Imaginaba cómo sería la vida con ese hijo que llamaría “papá”
a Hugues, cómo haría para vivir con esa mentira y no ir a buscar a
Obdulio.
Cada
día es un regalo, pensaba Lila, que se recibe sin hacer o pedir
nada a cambio. Ilusionarnos con obtener más (quiénes nos creemos
para desear tanto), soñar con el amor absoluto, puede salir mal. La
vida es mezquina también. Entonces, todo es cuestión de aceptar lo
que a uno le toca. ¿Y no se puede cambiar nada? No estaba segura.
Eso no le gustaba a ella, porque siempre terminaba haciendo su
voluntad.
Habían
transcurrido cuatro semanas desde su derrota, sería madre, una buena
madre. Ya hay suficiente dolor en esta historia, pensó, y decidió
darse al amor sin tristeza. Su afecto cambió de destinatario. Empezó
a amar al hijo.
Una
noche, muerta de frío, se acostó en la cama de Hughes, que la había
estado esperando desde el primer momento, y la abrazó con ternura.

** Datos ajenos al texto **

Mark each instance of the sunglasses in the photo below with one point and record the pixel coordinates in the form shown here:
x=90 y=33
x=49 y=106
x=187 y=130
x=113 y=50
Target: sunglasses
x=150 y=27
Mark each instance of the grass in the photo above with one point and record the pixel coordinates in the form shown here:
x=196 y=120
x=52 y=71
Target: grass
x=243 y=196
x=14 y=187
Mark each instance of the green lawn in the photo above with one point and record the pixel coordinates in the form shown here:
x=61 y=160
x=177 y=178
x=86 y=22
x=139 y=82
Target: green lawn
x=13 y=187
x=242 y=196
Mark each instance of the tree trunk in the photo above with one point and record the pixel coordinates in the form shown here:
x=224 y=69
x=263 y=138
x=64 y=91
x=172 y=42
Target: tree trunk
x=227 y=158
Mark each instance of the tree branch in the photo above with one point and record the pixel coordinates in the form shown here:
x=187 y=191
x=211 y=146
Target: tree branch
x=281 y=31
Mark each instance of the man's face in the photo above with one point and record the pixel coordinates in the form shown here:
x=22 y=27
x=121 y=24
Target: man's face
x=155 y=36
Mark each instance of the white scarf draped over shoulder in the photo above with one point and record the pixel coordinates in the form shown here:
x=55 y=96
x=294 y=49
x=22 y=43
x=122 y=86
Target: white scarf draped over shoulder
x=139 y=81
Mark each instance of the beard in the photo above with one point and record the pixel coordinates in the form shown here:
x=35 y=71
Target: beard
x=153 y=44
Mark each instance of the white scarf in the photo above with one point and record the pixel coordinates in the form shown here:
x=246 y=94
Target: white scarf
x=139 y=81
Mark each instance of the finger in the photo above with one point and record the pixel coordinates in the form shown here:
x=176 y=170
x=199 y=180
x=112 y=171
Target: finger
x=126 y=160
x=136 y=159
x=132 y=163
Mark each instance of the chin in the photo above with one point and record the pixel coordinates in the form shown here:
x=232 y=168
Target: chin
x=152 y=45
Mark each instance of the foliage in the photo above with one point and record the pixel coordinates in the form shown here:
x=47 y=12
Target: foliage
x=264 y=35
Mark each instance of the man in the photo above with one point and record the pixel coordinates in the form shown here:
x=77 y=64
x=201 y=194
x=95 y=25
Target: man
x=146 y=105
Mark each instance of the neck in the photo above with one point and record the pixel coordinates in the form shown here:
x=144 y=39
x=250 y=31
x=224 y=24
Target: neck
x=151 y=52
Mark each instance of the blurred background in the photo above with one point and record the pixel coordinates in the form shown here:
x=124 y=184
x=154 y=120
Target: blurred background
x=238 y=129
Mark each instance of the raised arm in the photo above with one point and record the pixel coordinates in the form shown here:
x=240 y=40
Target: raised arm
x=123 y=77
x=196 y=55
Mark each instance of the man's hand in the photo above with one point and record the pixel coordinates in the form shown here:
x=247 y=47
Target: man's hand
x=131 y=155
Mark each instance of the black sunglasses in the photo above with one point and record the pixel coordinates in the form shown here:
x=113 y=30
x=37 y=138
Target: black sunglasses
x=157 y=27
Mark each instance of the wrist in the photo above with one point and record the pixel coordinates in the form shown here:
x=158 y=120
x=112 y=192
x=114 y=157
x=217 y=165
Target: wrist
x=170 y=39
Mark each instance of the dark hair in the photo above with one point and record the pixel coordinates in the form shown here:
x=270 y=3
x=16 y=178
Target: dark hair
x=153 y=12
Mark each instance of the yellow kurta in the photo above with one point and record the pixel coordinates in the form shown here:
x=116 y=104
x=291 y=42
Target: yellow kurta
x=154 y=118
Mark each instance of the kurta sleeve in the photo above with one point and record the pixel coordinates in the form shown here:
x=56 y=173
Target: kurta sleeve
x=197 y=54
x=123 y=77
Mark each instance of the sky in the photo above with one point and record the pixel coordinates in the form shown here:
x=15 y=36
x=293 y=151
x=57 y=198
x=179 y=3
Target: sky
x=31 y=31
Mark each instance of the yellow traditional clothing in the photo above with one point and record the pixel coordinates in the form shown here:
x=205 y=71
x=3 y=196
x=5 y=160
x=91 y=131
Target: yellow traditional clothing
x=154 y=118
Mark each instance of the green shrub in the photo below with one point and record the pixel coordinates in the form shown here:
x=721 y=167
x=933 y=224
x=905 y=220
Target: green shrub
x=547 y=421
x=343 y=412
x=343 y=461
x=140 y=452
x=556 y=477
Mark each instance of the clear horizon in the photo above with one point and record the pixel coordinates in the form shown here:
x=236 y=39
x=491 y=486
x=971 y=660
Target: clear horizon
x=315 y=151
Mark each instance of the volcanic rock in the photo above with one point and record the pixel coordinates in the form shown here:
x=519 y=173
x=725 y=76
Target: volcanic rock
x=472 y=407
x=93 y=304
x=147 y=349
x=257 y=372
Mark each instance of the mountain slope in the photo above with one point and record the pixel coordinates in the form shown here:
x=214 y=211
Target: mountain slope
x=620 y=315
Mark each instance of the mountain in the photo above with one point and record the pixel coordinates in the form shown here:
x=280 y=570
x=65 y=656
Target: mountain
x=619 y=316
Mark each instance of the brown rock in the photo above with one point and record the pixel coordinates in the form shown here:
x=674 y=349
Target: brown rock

Ella le pidió que no la llamara Mariagrazia, que no se sentía
cómoda con ese nombre y tampoco Lila, porque le causaba pena.
Entonces eligió llamarla Marì, en francés. Marì de Baux, serás
desde ahora, le dijo. Y ella se dejó querer.
El
amor empujaba desde adentro.
En noviembre nació Marianne.
Una
mañana tibia Lila sintió el cuerpo quebrado por el dolor, la
espalda partida con una punzada en la cintura y supo que había
llegado el día; después del nacimiento sobrevino el alivio. Desde
ese instante entendió que estaba en presencia de un milagro, que la
vida de la niña era mucho más que transformar el plomo en oro, más
que extraer el aroma de las flores y conservarlo en un envase de
vidrio, como había hecho tantas veces, era más que hacer el amor.
Era el amor.
Una
mujer. La criatura no dio trabajo, llegaba al mundo con alegría.
Tembló como un pez que sacan del agua, aleteó entre sus piernas, se
estiró cuando salió del todo y ella oyó el primer llanto.
Lila
la miró, luego tocó la piel tibia y resbalosa de la recién nacida.
Era tan bella, inspeccionó la boca, la nariz, las manos, los pies,
el cordón umbilical, estaba todo en orden.
Entonces,
se convenció de la existencia del amor absoluto. Era madre.